Thanks for a well-written technical and policy explanation of this case. While I don't disagree with your analysis, one point that should be looked favorably upon by the Judge's ruling is the discussion about limiting the federal Computer Fraud and Abuse Act (CFAA). Essentially what LinkedIn claims in the suit is that whether “access” to a publicly viewable site may be deemed “without authorization” under the CFAA where the web site host purports to revoke permission. I've represented a number of clients in CFAA litigation where the expansion of the CFAA has distorted its original purpose. Here is an article link for more about this. Also, I don't think LinkedIn did itself any favors by allowing hiQ Lab to access LinkedIn's data for years and then decide it was no longer permitted.  

david_berlind

Hi Jason,

Thanks for the feedback and the link to your article which I read. Maybe it raises the question about the best form of defense in situations like this. Perhaps the CFAA is not and ideal shield in situations like this. I'm not an attorney, but maybe the site's Terms of Service is a better defense (although I could see the Judge's opinion of hiQ's rights trumping that as well).  

Two issues that I did not conflate with my technical arguments are as follows:

1. The judge's specific choice of language that LinkedIn was “unfairly leveraging its power in the professional networking market for an anticompetitive purpose” suggests he bought into the antitrust part of hiQ's complaint. That sounds a lot like antitrust language ... particularly the "professional networking market" part because of how it defines a market that LinkedIn dominates. As I'm sure you know. antitrust case history is riddled with arbitrary market definitions in order to better support a complaint. We're all monopolists of something. It just depends on how you conveniently define that "something."  Why wasn't the market defined as the "social networking market?" Oh, because then LinkedIn could not be accused of antitrust behavior. 

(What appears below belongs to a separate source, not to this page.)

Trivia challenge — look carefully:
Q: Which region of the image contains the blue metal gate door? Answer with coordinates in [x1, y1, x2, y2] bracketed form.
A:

2. LinkedIn's promise to its users: LinkedIn has a responsiblity to stand up for the rights and privacy of its users. No one signs up for LinkedIn thinking that some company is going to scrape their profile to let their employers know if they're looking for a job. That doesn't fit with my expectations of what the service is going to offer me and I fully expect the service to protect me as one its users from creeps who want to use my own information against me. That, to me, is a violation of my privacy.  So, I fully expect that LinkedIn is going to go to court to protect my expectations as a user. I even wonder if there's any legal exposure there. For example, if LinkedIn doesn't try to stop hiQ and then someone loses their job because an algorithm flagged them as a flight risk. Does that someone have a case against LinkedIn? 

Max-Cherry

If a website can be downloaded, it can be scraped.  It's amazing to me that lawsuits like this actually occur in the first place. A good summation of my thoughts here, or in short let me just say that screen scraping is the essence of the programmable web, so these lawsuits really echo perhaps a millennial mindset of "everything must be free!" Which I tend to agree with, but still, a business should have a right to defend it's main source of income.